Hi all! Welcome to our second post! We are so glad to have you here on this journey with us.
I have so many thoughts and feelings running through my brain as I process everything from the last week that I wanted to make sure that I got it all into a post before it escapes. In case you didn’t know, Adrienne and I had the privilege of spending the last week at the IFLT conference in Cincinnati surrounded by some of the best in our field. (For more information about IFLT, click here.) While the conference focused on our L2 learners, we were lucky enough to be able to present two sessions on heritage learners as well. Enter, impostor syndrome. Duh, duh, duhhhhhh.

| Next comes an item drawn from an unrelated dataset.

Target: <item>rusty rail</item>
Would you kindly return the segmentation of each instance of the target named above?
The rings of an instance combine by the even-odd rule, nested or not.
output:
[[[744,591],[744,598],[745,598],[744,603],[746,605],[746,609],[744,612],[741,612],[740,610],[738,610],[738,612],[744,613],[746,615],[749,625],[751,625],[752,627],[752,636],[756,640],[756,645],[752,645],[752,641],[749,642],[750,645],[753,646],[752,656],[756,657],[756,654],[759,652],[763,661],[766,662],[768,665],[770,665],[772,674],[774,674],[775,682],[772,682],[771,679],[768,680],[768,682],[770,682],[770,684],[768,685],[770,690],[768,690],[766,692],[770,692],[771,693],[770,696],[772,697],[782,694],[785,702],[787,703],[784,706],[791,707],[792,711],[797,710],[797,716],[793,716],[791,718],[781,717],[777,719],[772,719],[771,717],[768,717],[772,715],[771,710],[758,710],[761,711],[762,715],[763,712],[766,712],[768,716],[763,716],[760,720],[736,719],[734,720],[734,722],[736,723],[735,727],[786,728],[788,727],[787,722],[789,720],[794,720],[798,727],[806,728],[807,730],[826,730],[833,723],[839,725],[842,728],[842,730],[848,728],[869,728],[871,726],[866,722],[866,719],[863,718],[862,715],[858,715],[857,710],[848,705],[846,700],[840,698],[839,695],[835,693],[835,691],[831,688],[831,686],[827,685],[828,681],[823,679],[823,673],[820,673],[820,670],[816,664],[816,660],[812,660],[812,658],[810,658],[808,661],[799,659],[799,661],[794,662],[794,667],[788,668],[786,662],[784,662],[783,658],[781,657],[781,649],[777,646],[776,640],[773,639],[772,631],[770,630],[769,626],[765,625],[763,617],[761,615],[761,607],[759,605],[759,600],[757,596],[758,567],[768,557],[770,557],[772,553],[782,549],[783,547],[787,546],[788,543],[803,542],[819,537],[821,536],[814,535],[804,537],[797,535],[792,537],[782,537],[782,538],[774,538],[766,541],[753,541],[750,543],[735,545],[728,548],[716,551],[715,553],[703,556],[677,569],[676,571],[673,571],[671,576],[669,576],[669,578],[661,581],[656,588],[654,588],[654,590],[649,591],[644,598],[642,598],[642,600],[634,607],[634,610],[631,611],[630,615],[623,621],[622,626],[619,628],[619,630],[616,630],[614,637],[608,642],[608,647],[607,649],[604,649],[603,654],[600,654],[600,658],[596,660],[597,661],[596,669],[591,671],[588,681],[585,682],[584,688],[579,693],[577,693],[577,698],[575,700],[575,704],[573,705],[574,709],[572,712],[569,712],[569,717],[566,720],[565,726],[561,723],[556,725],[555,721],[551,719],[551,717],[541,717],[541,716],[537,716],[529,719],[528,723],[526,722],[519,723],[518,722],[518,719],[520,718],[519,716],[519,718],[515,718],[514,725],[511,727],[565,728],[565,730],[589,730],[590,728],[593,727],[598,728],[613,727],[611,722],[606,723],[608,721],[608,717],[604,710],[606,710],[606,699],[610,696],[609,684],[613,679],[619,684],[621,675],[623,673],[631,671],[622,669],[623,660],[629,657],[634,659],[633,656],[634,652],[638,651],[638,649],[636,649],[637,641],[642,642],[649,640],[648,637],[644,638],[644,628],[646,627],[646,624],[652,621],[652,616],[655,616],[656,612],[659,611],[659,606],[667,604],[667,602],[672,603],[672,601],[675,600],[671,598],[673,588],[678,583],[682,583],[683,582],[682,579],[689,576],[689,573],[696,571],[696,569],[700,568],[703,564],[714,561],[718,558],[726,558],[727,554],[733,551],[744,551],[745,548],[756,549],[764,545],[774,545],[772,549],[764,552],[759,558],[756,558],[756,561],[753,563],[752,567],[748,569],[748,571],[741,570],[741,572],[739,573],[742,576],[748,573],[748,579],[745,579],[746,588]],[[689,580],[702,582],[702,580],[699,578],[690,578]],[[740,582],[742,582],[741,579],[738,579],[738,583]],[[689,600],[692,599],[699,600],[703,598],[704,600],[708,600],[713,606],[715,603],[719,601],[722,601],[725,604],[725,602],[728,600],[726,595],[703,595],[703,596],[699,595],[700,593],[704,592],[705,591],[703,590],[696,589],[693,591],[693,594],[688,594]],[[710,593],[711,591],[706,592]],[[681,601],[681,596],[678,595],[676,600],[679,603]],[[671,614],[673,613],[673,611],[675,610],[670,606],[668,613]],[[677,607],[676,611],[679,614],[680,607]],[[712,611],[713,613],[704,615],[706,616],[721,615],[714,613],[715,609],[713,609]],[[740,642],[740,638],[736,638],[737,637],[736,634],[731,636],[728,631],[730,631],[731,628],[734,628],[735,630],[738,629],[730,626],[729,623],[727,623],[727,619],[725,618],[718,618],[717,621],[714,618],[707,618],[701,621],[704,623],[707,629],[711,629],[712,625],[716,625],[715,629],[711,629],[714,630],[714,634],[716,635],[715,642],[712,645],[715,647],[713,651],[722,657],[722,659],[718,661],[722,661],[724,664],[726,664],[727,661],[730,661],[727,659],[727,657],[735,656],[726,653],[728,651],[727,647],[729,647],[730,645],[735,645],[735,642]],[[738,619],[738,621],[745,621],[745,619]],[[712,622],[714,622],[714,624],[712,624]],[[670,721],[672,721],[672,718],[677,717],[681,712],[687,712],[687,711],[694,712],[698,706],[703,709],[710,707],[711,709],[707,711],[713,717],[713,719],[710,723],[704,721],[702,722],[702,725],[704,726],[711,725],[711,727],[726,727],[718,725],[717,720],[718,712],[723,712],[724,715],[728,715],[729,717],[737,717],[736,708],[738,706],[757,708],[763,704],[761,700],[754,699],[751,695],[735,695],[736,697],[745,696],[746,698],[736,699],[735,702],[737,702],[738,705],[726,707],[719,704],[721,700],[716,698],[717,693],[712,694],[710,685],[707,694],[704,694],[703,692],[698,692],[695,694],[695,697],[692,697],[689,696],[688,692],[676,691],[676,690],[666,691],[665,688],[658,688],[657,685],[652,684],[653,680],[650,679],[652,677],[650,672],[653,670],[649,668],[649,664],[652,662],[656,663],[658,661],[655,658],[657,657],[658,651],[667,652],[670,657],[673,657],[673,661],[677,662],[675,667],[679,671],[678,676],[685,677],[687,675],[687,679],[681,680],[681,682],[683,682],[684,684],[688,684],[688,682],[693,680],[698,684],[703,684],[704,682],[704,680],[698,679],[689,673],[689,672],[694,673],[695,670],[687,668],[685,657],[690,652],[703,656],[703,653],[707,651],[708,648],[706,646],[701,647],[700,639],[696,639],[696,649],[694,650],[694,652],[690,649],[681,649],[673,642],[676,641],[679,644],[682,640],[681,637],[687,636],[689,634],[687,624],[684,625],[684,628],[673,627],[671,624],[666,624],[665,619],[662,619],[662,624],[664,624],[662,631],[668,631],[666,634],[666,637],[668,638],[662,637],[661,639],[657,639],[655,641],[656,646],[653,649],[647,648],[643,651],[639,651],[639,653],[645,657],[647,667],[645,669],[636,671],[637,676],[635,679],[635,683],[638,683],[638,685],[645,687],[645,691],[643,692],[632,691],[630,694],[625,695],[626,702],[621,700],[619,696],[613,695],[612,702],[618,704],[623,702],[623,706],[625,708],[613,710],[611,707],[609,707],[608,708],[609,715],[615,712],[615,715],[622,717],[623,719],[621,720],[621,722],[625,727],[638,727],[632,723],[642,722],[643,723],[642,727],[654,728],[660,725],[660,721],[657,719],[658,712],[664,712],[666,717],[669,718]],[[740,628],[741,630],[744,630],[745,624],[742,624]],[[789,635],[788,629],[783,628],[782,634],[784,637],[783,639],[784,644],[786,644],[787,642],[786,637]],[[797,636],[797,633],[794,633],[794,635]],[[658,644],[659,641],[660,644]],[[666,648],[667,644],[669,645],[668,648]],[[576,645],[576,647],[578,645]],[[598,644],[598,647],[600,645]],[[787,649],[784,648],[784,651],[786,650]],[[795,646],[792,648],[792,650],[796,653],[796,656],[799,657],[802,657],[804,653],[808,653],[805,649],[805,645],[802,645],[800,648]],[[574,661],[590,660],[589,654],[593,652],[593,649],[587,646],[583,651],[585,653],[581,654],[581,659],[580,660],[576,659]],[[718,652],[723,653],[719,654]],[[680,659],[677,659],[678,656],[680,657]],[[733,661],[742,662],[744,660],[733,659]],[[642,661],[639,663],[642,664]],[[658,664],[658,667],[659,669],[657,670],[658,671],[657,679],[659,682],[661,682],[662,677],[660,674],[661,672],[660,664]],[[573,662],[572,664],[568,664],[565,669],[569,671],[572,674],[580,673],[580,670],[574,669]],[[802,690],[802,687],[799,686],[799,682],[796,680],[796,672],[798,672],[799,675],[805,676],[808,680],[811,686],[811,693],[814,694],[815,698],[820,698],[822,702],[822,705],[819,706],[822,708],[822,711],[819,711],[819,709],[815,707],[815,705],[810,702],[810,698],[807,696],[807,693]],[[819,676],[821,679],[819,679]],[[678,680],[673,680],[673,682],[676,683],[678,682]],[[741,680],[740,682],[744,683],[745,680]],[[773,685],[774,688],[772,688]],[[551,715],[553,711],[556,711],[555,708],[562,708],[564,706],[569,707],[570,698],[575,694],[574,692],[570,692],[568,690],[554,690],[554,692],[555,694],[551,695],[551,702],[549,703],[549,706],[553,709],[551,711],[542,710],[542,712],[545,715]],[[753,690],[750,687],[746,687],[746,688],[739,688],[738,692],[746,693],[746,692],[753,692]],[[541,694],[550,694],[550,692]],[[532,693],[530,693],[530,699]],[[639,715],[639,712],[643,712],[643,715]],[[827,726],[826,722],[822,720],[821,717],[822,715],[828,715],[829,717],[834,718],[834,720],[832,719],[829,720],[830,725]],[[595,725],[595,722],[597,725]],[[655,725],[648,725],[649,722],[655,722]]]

What’s impostor syndrome you ask? Like the name suggests, it’s that feeling that you are an impostor, a fake, a hoax. It’s that fear of being found out for who or what you really are and then not measuring up. It’s that sneaky little voice that tells you that you are not good enough and that at any second, everyone around you is going to find out the truth. That is impostor syndrome and a lot of times, perfectionism is the culprit. It never lets us be good enough. Brené Brown talks about it a lot in her work around shame and vulnerability. Here is a link of her discussing the topic with Oprah and I highly recommend all of her amazing TED Talks.
Impostor syndrome is something that I have struggled with and worked on in many areas of my life, but teaching heritage learners is a big one of those areas. I inherited (no pun intended, or maybe totally intended) my first heritage classes with my first teaching position after graduate school in 2010. It came as part of the package. The teacher I was replacing had advocated for those classes based on the promise that building first language literacy skills would have a positive impact on the students’ English language development. That was the route that I was expected to follow, and it is one that agreed with and still agree with wholeheartedly. I didn’t realize how lucky I was that someone had already advocated for those classes, written the proposals, been approved and recruited students. That is a big part of the hard work that it takes to get a heritage program started. My impostor syndrome kept me from seeing all of that.
I was a last minute hire, so I didn’t have much time to reflect on what I was walking into before school started, but let me tell you, my impostor syndrome voice was loud. Who was I, a white woman who learned Spanish as a second language, to come into a class full of Latino students, replacing there former teacher who was Latina, and teach them about their own language? Now, if I were giving advice to most new teachers suffering from impostor syndrome, I would tell them to ignore that voice, believe in themselves, acknowledge their accomplishments, etc. But in this instance, I think that questioning was important, and it continues to be. I am hoping to be able to explore it more as this blog develops. It was important for me to critically examine myself as white female in that role. What power and privilege was I bringing in to that situation that could affect the dynamics of the class and ultimately the bonds I would form with my students? I wish I could say I had that all figured out on the first day, but I didn’t. But as I look back, I can see that I had to make friends with that voice. I had to say, “I hear you and you’re right. And I have to put you aside for now because these kids need someone to show up tomorrow.” And that’s what I did. I had to sit with the discomfort generated by a conflict in my belief system. On the one hand, I believe that students from minority groups need to see teachers that look like them and have lived similar life experiences. On the other hand, I was the person that was available to show up and do the job. And in the moment that had to be enough.
That impostor syndrome voice has not gone away. Sometimes it is louder than others and sometimes I am able to keep it at bay. When Adrienne first suggested that we start sharing what we have learned about teaching heritage learners in our first presentation, it started screaming in my ear once again. “Who do you think you are? You change your approach every year. Who would want to listen to you?” I had to take a step back and look at the facts. We were seeing success. Our program was growing. I thought about where I had started with my first group of heritage learners and how I had scoured the internet for information on how to teach these classes. Maybe I could share something with people who had been in that same situation. It was a time to look at my impostor voice, acknowledge it, and tell it to shut up.
If you haven’t figured it out already, this week my impostor syndrome came back. I kept trying to ignore it, push it to the side. I thought it was just nerves, but then I heard a hilarious and touching lunchtime talk by the amazing Sarah Breckley that opened my eyes to what was really going on. (See Sarah’s talk here.) For the millionth time, I was feeling like an impostor. My impostor voice was saying things like, “What do you think you are doing here? Everyone here is amazing. What makes you think you have something worth sharing?” So for the millionth time, I had to look it in the face and listen. I had to ask myself what was real and what wasn’t. And you know what? It made our presentations better. It made me revisit why we do this work.
This time of year, impostor syndrome is rampant. Many of us are asking ourselves if we are qualified to do what we do, if we have worked hard enough, if we deserve to be in front of the students that we teach. At least I know I am. So my goal is going be to listen to that voice, hear it, and acknowledge it, but not allow it to be the loudest voice in the room.